Ok, now I get it. You can forget about the above (my apologies).
So let’s start new: All these hotspots/bubbles/clouds, they are all in a single FS ADT texture, is it? You didn’t use ADT for mesh (in texture mode)? And you render/update the entire ADT on each call of these hotspots/bubbles, is that what it is? And when you say they are drawn on this texture, do you mean in real time? They are created and disposed each time you click on an interactive object? And then, you can actually not interact with these bubbles, can you? In case, you could use a dynamicTexture for this part…
Edit: So I just went back to your perf screenshot and I guess this is clearer now. I suppose your issue is for mobile or just from the numbers. Because to be honest, on desktop, I didn’t notice this performance drop and it doesn’t affect my user xp. But then, I don’t seem to be able to move the cam while the bubble is open, so I suppose I cannot really reproduce as per your initial post.
I believe not. Not in this case and not until we get this cloning of ADT feature I’m still waiting on
For the rest, I will leave @carolhmj (my GUI mentor ) reply I don’t feel like taking a chance giving the wrong answer here I guess you provided enough information for that to happen. Shouldn’t be all too long…

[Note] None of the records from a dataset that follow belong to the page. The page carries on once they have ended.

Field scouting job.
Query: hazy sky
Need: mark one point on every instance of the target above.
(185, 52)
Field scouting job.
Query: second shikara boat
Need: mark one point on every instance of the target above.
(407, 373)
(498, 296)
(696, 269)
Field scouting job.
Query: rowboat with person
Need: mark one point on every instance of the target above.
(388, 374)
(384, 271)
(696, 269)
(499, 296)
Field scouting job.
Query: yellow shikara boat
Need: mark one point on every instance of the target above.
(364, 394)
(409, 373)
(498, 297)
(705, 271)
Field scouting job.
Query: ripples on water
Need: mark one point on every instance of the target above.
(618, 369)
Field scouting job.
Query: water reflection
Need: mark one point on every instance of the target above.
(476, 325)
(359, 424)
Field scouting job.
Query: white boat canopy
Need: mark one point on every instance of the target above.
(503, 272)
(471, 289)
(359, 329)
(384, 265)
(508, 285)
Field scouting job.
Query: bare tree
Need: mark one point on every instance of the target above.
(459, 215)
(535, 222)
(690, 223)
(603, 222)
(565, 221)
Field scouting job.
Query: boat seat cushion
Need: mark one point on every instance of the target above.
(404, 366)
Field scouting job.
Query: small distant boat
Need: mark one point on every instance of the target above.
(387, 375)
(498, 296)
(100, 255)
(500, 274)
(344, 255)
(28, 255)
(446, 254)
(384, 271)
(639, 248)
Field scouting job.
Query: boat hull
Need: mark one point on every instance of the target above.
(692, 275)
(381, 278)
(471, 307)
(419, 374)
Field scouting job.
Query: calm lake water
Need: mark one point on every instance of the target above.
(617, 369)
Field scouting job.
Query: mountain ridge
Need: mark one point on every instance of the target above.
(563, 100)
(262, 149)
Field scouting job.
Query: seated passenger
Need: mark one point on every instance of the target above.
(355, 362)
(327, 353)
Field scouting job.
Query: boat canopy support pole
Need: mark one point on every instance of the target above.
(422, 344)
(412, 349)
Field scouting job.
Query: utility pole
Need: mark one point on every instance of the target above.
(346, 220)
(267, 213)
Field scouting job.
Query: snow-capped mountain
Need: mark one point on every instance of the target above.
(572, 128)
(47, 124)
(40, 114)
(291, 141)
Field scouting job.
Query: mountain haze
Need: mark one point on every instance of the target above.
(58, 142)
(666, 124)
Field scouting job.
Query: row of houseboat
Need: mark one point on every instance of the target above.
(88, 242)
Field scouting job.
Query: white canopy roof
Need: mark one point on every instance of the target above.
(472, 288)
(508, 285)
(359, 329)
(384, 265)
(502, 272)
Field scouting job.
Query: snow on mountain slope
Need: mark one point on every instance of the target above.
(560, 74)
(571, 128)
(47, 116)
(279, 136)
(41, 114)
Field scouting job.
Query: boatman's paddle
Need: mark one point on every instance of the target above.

I’ve tried doing some captures in your scene using CPU slowdown so the problem gets more visible. What looks like to be using the most time is drawImage, like in these two frame examples:
I imagine you’re using some high resolution images for your game, and certain graphic processors (maybe machines with integrated graphics?) struggle to draw them. Keep in mind that when using a GUI image, it is drawn on a 2D canvas context first and then passed as a texture to the 3D main context. And the 3D frame has to wait for the 2D GUI layer to be drawn, which slows everything down. You can see on the captures that _renderForCamera has to wait for _checkUpdate to finish everything before it can end.
One possible solution would be to lower this resolution. It could be something adaptive, where you detect the agent and adjust the images resolution accordingly. Another option would be to move those elements that rerender many times to use billboarded meshes instead of linked GUI. I put together an example here, the two methods aren’t looking exactly the same, but it can be further refined and adjusted: Simple GUI in fullscreen mode | Babylon.js Playground (babylonjs.com). The idea here is, well, since the CPU is struggling to draw these high res images in a 2D canvas context, bypass it entirely and render on 3D context as a texture.
There are other further explorations that could be ventured, like maybe rendering the GUI only every X frames, but I think these first two solutions are simpler.
In addition to pictures, hotspots also show timers (text), so I need DynamicTexture as a minimum. Would it be beneficial if I have to create 100 hotspots (100 dynamic textures)?